Let’s talk for a minute about Alex Pretti’s death, because there are so many moving parts here that we may never know the complete truth—and pretending otherwise is just another way of lying politely.

First: the gun.

I actually own one of those SIG Sauer pistols. They’re excellent firearms. Reliable. Well-engineered. The kind of thing you want when things go very wrong.

What I don’t do is carry it around like a fashion accessory—especially not with two extra magazines. That’s fifteen to seventeen rounds in the gun, plus about forty-five more waiting in line. That’s a setup for the zombie apocalypse, not a protest. Walking into a crowded, emotionally charged situation armed like that is not bravery, and it’s not principle—it’s recklessness. Unless you’re law enforcement expecting a riot, that decision lives somewhere between unnecessary and spectacularly dumb.

Second: not listening to armed authorities.

If someone with a badge and a gun tells you to stop, you stop. You don’t argue. You don’t explain. You don’t negotiate. You comply.

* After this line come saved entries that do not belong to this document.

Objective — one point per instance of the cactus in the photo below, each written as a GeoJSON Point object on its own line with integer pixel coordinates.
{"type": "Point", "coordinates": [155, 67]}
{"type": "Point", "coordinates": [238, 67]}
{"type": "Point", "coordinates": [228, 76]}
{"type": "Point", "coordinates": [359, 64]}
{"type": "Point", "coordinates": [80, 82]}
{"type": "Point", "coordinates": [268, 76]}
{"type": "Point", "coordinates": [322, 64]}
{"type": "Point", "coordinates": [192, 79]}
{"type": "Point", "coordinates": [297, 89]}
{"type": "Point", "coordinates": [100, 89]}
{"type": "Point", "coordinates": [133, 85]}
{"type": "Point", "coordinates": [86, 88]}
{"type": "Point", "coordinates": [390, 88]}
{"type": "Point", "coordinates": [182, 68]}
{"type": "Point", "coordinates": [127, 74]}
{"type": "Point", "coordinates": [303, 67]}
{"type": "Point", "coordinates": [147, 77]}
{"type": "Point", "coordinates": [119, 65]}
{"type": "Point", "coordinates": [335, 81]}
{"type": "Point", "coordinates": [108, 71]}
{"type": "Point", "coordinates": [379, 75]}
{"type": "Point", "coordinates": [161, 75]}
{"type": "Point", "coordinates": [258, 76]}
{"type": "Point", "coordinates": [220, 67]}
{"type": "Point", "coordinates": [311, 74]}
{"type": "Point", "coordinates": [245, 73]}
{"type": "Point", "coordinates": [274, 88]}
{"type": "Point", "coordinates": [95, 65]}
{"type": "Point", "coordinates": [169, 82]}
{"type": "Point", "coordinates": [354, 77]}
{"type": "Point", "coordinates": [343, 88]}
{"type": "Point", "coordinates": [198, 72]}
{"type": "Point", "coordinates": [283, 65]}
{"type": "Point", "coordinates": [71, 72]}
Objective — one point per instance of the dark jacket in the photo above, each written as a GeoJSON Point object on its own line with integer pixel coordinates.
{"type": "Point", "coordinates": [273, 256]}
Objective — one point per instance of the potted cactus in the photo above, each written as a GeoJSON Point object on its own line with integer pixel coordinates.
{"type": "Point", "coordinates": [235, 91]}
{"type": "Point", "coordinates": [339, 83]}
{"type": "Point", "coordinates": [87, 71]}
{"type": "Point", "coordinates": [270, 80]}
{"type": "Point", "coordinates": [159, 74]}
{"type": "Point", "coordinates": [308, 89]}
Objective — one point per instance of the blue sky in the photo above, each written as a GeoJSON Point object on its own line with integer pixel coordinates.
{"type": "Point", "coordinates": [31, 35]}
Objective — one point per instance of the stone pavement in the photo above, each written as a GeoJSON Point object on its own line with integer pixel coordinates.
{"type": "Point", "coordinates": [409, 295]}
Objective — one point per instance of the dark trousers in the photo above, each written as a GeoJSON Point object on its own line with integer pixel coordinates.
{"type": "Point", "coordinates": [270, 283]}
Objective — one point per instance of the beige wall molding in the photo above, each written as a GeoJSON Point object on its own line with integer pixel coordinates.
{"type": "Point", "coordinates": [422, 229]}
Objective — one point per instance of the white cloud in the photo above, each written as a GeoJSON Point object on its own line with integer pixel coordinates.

They carry guns because they deal all day, every day, with people who will shoot them. They know that if they hesitate, they may not get a second chance. They are not waiting for you to finish reaching before deciding whether you’re a threat. That’s not cruelty—that’s survival.

Let me make this personal.

Story one: Miami Beach South Pointe Park, circa 1990.

It was my birthday. After a meal at nice restaurant there at the point. It was suddenly Midnight. So a few kisses in the car. The kind of harmless moment you remember later and smiles. The moments went by slowly.

Then—lights, noise, shouting. Police everywhere.

I lowered the window and went to grab my license, which I foolishly kept under the seat. That’s when I heard it: click, click. My girlfriend threw her arm across me and stopped me mid-reach. She probably saved my life.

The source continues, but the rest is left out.